HIV-1 gp41 facilitates the
viral fusion through a conformational switch involving the association of three
C-terminal helices along the conserved hydrophobic grooves of three N-terminal
helices coiled-coil. The control of these structural rearrangements is thought
to be central to HIV-1 entry and, therefore, different strategies of
intervention are being developed. Herewith, we describe a procedure to simulate
the folding of an HIV-1 gp41 simplified model.
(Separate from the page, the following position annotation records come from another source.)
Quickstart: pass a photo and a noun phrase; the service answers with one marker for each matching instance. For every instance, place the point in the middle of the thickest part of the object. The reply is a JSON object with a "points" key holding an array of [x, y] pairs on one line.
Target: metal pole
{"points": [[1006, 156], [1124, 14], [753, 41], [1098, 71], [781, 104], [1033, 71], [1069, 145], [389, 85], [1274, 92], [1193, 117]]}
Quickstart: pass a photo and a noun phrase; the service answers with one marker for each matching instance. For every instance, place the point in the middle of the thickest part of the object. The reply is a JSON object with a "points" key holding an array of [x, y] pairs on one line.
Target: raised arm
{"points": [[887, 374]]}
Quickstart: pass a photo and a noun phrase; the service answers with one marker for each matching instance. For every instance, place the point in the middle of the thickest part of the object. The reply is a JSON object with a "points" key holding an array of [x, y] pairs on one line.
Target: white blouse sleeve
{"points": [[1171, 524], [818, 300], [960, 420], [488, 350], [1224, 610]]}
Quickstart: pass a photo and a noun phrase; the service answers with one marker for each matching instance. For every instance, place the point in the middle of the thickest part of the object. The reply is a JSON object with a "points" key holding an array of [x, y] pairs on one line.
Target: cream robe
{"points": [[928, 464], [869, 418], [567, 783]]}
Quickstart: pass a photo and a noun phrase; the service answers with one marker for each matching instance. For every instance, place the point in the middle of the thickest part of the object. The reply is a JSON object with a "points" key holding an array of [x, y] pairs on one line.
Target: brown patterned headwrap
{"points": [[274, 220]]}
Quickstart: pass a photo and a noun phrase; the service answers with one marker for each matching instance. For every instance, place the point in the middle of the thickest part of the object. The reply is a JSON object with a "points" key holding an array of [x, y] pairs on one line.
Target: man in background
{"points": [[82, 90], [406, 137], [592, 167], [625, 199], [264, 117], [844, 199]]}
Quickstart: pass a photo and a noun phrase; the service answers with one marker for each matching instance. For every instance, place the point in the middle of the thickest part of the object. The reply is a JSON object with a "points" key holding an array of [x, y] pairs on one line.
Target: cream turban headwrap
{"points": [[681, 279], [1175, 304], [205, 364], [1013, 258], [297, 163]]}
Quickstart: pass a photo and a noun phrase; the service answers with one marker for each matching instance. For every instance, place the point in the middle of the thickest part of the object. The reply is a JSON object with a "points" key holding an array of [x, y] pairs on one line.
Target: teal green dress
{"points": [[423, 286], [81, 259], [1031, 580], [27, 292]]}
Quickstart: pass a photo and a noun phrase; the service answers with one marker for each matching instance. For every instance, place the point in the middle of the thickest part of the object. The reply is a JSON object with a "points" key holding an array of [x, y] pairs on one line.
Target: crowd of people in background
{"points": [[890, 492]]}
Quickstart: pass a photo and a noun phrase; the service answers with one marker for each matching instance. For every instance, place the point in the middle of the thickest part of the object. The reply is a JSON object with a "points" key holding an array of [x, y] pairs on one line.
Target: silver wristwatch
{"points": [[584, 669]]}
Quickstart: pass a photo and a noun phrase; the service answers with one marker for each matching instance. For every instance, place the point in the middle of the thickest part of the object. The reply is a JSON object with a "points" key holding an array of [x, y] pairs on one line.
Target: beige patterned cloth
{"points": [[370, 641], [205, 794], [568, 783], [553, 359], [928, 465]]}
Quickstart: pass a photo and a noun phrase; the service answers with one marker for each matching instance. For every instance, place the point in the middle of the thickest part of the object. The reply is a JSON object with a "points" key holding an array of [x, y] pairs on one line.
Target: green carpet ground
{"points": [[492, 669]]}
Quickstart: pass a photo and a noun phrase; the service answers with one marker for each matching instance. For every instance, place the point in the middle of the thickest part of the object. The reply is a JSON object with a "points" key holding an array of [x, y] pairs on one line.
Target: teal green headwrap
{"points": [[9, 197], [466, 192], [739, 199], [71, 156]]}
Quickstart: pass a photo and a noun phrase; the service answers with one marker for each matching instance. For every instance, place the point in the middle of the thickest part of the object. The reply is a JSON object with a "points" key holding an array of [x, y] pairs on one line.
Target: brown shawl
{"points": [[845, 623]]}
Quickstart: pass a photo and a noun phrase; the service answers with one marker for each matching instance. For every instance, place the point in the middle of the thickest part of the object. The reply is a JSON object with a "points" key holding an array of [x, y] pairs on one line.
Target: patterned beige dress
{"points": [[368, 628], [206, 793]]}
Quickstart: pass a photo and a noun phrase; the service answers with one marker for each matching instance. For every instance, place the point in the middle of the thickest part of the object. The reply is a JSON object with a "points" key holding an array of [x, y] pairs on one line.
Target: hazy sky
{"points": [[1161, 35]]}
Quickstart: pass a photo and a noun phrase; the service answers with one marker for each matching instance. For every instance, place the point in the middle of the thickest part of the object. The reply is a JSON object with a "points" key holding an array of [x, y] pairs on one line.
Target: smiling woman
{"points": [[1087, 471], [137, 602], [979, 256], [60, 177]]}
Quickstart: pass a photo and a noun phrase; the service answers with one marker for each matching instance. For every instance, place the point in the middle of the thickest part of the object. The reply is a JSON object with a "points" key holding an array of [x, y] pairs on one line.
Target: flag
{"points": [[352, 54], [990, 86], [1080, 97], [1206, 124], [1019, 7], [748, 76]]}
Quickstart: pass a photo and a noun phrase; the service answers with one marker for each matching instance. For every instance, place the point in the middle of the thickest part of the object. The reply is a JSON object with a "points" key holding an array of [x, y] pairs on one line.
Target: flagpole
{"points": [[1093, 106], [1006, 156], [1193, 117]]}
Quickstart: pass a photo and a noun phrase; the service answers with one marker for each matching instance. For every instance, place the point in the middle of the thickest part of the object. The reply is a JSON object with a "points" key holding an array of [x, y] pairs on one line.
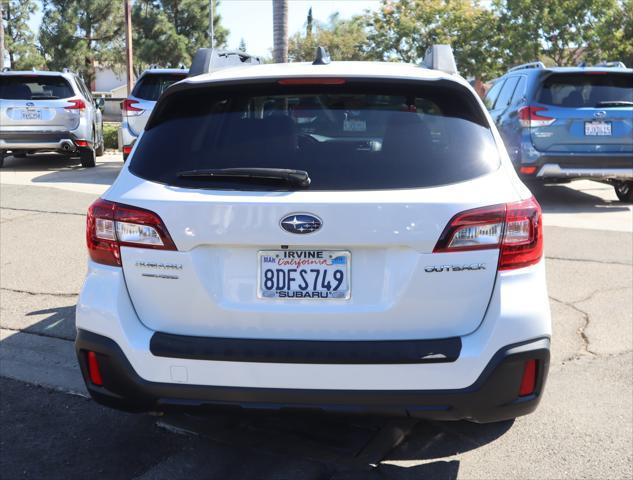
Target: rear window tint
{"points": [[151, 85], [34, 87], [347, 137], [579, 90]]}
This procedure is based on the
construction of plausible conformational pathways, which describe protein
transition between non-fusogenic and fusogenic conformations. The calculation
of the paths started with 100 molecular dynamics simulations of the
non-fusogenic conformation, which were found to converge to different
intermediate states. Those presenting defined criteria were selected for
separate targeted molecular dynamics simulations, subjected to a force constant
imposing a movement towards the gp41 fusogenic conformation. Despite
significant diversity, a preferred sequence of events emerged when the
simulations were analyzed in terms of the formation, breakage and evolution of
the contacts. We pointed out 29 residues as the most relevant for the movement
of gp41; also, 2696 possible interactions were reduced to only 48 major
interactions, which reveals the efficiency of the method. The analysis of the
evolution of the main interactions lead to the detection of four main behaviors
for those contacts: stable, increasing, decreasing and repulsive interactions.
Altogether, these results suggest a specific small cavity of the HIV-1 gp41
hydrophobic groove as the preferred target to small molecules.
Below: Three-dimensional fusogenic structure of HIV-1 gp41.
The C-helices, represented in licorice, are shown against a
surface representation of the hydrophobic grooves formed by the N-helices.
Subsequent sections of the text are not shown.